Niemand wird überrascht sein, dass eine hierarchische dialektische Struktur keine solide Grundlage für die Erfahrung von Einheit, Freiheit und Liebe in ihrer untrennbaren Verbindung mit dem Licht ist. In der seelischen Erfahrung der Wassermann-Werte wird es keinen Platz für irgendeine Hierarchie geben, die auf Macht basiert.

Die außergewöhnliche Energie des androgynen zukünftigen Wassermann-Menschen hat einen überirdischen Hitzeaspekt. Es ist der elektrische Feueräther, der als die Kraft charakterisiert wird, die als unpersönliche Liebe ausstrahlt.

Die Grenze, wie sie von der alten Welt bestimmt wurde – für die Griechen war dies Chronos, von dem Platon sagte, dass er die Struktur unseres Kosmos bestimmt, für die Römer war es Saturn – kann durch Hitze durchbrochen werden, als feurige Flamme des Aufstiegs. Wie kann diese Hitze eine Rolle bei der Manifestation des androgynen Wassermann-Menschen spielen?
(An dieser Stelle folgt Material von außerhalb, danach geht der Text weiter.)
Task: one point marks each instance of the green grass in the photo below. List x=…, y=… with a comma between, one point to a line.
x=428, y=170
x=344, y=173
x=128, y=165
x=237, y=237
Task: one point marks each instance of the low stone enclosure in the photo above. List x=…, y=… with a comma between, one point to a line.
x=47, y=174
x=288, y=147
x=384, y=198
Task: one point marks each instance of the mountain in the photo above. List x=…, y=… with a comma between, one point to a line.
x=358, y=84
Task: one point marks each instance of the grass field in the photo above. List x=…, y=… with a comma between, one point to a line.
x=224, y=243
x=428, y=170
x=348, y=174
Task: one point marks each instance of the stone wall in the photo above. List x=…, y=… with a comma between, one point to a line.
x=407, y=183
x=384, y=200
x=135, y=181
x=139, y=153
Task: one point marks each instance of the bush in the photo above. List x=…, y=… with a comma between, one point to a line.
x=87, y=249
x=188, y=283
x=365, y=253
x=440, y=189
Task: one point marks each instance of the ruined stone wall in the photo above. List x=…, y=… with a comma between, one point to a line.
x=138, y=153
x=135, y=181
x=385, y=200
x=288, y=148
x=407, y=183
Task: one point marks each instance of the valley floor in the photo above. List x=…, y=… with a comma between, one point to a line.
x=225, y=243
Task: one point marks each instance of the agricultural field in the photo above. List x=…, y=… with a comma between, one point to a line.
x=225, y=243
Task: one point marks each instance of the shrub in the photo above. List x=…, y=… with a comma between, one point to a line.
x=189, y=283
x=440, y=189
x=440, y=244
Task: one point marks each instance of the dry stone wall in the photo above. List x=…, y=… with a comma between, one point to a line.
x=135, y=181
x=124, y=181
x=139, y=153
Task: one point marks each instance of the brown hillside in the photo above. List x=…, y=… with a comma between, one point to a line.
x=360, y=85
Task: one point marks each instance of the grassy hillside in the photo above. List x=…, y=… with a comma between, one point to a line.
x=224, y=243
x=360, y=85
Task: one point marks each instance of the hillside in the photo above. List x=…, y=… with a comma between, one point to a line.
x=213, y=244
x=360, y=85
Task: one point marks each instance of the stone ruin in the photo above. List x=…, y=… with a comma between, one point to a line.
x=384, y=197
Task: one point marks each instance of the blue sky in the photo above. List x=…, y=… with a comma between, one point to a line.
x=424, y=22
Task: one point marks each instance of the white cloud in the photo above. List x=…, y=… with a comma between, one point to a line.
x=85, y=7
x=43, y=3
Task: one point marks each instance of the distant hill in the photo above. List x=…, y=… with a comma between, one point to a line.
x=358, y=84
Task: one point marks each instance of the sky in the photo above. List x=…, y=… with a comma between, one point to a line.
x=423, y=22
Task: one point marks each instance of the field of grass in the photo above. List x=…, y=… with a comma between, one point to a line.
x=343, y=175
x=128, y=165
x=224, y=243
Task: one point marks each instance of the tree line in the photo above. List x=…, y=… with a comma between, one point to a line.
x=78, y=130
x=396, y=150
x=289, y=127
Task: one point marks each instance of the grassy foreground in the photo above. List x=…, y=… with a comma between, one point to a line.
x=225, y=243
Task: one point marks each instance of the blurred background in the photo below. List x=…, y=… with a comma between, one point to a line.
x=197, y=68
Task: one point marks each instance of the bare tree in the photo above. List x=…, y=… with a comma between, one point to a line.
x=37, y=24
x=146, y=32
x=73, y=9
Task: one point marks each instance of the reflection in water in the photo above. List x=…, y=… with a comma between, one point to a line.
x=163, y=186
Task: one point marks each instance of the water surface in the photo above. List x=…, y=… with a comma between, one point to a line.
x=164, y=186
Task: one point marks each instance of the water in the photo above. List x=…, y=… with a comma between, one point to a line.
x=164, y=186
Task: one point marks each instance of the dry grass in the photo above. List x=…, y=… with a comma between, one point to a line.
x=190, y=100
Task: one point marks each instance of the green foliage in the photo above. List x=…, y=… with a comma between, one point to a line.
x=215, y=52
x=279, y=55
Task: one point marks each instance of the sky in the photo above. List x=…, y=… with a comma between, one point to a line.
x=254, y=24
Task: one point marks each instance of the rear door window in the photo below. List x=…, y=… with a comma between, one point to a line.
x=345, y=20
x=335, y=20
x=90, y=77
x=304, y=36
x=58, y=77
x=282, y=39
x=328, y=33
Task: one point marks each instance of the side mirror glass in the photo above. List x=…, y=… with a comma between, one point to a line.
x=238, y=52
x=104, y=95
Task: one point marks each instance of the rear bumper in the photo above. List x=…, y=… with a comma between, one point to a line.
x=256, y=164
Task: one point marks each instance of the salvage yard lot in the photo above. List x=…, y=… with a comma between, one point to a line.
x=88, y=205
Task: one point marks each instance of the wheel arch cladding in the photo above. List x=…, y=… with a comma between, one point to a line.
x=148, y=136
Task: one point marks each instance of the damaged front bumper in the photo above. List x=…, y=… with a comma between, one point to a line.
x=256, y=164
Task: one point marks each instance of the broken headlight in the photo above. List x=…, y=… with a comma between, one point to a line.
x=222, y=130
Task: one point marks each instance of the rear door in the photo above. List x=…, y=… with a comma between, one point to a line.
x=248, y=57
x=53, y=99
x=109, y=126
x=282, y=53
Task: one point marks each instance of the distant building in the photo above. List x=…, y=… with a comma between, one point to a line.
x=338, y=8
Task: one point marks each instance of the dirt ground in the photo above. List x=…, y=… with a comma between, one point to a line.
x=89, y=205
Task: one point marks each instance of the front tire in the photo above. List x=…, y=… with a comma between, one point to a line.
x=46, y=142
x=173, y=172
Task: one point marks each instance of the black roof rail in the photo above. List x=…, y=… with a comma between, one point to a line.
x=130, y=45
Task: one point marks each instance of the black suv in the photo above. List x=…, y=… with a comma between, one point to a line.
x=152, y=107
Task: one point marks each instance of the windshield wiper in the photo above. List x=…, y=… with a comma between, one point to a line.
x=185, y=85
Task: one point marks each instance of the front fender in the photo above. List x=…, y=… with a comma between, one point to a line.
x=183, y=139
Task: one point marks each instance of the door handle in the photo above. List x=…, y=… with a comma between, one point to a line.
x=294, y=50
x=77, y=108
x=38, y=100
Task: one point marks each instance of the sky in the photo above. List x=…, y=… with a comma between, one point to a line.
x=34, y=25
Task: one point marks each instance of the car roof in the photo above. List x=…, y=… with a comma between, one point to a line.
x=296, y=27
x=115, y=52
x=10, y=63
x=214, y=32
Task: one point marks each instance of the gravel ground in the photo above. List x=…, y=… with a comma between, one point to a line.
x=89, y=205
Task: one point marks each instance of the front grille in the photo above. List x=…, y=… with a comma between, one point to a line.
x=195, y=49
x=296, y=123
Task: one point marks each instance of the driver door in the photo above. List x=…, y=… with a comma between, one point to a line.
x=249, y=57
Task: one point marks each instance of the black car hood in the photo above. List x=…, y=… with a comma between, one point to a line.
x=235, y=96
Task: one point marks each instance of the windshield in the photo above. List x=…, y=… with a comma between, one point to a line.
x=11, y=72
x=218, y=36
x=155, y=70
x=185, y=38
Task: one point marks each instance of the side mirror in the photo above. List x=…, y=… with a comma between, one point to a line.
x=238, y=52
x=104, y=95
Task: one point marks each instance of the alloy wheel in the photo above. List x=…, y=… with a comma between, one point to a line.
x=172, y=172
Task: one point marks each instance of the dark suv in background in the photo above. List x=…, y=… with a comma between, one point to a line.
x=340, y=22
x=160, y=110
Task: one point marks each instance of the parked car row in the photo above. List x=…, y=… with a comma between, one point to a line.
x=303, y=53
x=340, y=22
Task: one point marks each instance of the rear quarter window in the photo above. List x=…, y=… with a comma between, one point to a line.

Es ist kein Zufall, dass Jan van Ruusbroec (1293-1381), der sich auf diesen Hitzeprozess bezieht, diesen Prozess „geestelice bruloght“ oder spirituelle Hochzeit genannt hat.

Im Mittelpunkt steht dabei das Bewusstsein der entfachten Liebe, der wahren höfischen Liebe.

Jan van Ruusbroec („mystisches Licht des Mittelalters“) war ein Zeitgenosse von Geert Grote (moderne Hingabe, Deventer). Van Ruusbroec schrieb nur auf Niederländisch.

Wenn es Carl Gustav Jung noch um das harmonische Zusammenwirken von männlicher und weiblicher Energie durch das wachsende Bewusstsein des unbewussten Weiblichen geht, dann sehen wir bereits im Mittelalter einen dynamischen Aspekt, der für die Bildung des Mannes/der Frau notwendig ist, die wir angeblich in vorparadiesischen Zeiten waren. Aber auch im fünfzehnten, sechzehnten und siebzehnten Jahrhundert gibt es deutliche Anzeichen dafür, dass Feuer für die erhabene Einheit von Männlichem und Weiblichem unverzichtbar ist. Michael Maier in Atalanta Fugiens:

Für den Hermaphroditen, der tot im dunklen Feuer liegt, ist es unverzichtbar. (1618)

Und im Buch der Heiligen Dreifaltigkeit (15. Jahrhundert) sehen wir zwei Köpfe eines Mannes und einer Frau unter einer einzigen Krone, mit einem einzigen Körper, ein Hinweis auf einen königlichen Seinszustand.

Der Mut, frei zu sein

Jenseits der Grenze von Chronos zu sein – etwas, das Uranus als Herrscher im Wassermann von uns verlangt – bedeutete in früheren Zeiten Chaos, und jetzt, im 21. Jahrhundert, im Übergang zur Wassermann-Ära, verlangt es den Mut, frei zu sein.

Frei vom Archaismus, frei von der Bindung an Hierarchien, frei von Gewohnheiten und Abhängigkeiten, die uns in der Gewissheit einer strengen Struktur zurückhalten.

Frei von der Gewöhnungstendenz, aus der wir die Sicherheit der Existenz ableiten.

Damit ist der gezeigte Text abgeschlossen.